Anyway, I’m going to go ahead and try out this approach. I’ll post back to let you know how it goes.
I am actually trying to implement the same thing. Basically, I also need global synchronization between all the threads. Your approach seems reasonable to me as long as the number of blocks is not more than SMs.
Any lock on getting this working? Did you successfully test this?
Thanks,
Amir
I’ve tried a lot of things, but so far have been unable to make it work reliably. At first I thought it was working exactly as described above. Then I discovered that it only worked if I compiled my program in debug mode, but deadlocked if I compiled in release mode. (I have no idea why this should make any difference - how I compile my CPU code shouldn’t affect what works on the GPU - but there it is.) Then I found something that worked consistently on my 8600M GT, but when I tried it on a GTX280, it didn’t properly block all threads.
Here’s what worked on the 8600M GT, in case someone else wants to experiment with it further:
__syncthreads();
if (threadIdx.x == 0)
atomicInc(syncCounter, gridDim.x-1);
__shared__ int counterValue;
do
{
if (threadIdx.x == 0)
counterValue = *syncCounter;
} while (counterValue > 0);
At least two lessons: one, is volatile can make a big difference. The other, which I didn’t mention, but I observed along the way when inspecting ptx code, is that an infinite loop like while(*p); can get removed entirely by the compiler! I guess if *p is not volatile, the compiler statically determines the loop has no effect and removes it (or something like that).
Another lesson is that if some threads are spinning waiting for the action of other threads within the same warp, they can easily deadlock. But that’s not the problem you’re facing because you have only one thread per block doing the synchronizing.
But aside from that, what you described before sounded like it would work.
Does this work? (I’m not near my dev machine so I can’t test right now)

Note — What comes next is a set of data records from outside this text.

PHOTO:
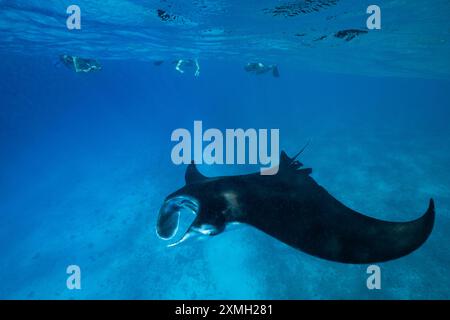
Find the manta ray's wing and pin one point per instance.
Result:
(297, 211)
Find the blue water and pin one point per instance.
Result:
(85, 158)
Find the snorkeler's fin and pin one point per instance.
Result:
(275, 71)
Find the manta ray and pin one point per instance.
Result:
(292, 207)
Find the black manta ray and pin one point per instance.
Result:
(291, 207)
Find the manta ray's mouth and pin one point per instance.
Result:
(176, 217)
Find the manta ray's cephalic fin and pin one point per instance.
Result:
(193, 175)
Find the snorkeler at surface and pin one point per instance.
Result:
(188, 63)
(78, 64)
(260, 68)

__device__ volatile int syncCounter1 = 0;
__device__ volatile int syncCounter2 = 0;
__device__ void syncAllThreads() {
__syncthreads();
if (threadIdx.x == 0) {
atomicInc(&syncCounter1, gridDim.x-1);
while (syncCounter1); // empty body of while loop
atomicInc(&syncCounter2, gridDim.x-1);
while (syncCounter2); // empty body of while loop
}
__syncthreads();
}
(I’ve got basically two barriers to prevent one block from racing ahead and incrementing syncCounter1 too fast, before other blocks get past while(syncCounter1);)
__syncthreads();
if (threadIdx.x == 0)
atomicInc(syncCounter, gridDim.x-1);
volatile unsigned int* counter = syncCounter;
do
{
} while (*counter > 0);
}
[/codebox]
Note that I’m only using one counter, not two like you are. This makes it faster, but it also means that if you call it multiple times in the same kernel, you must not use the same counter twice in a row.
Now the bad news: each call to this function is taking about 10 us, which means it’s actually slightly slower than just calling multiple kernels. For example, my test application takes 38 seconds with this function and 35 seconds when using multiple kernels instead. Any ideas for how to make it faster, or even to figure out what the bottleneck is? I assume it’s either the atomicInc (I’ve heard atomic operations are slow in the presence of contention) or the loop (repeated memory reads), but I don’t see any obvious solution to either one.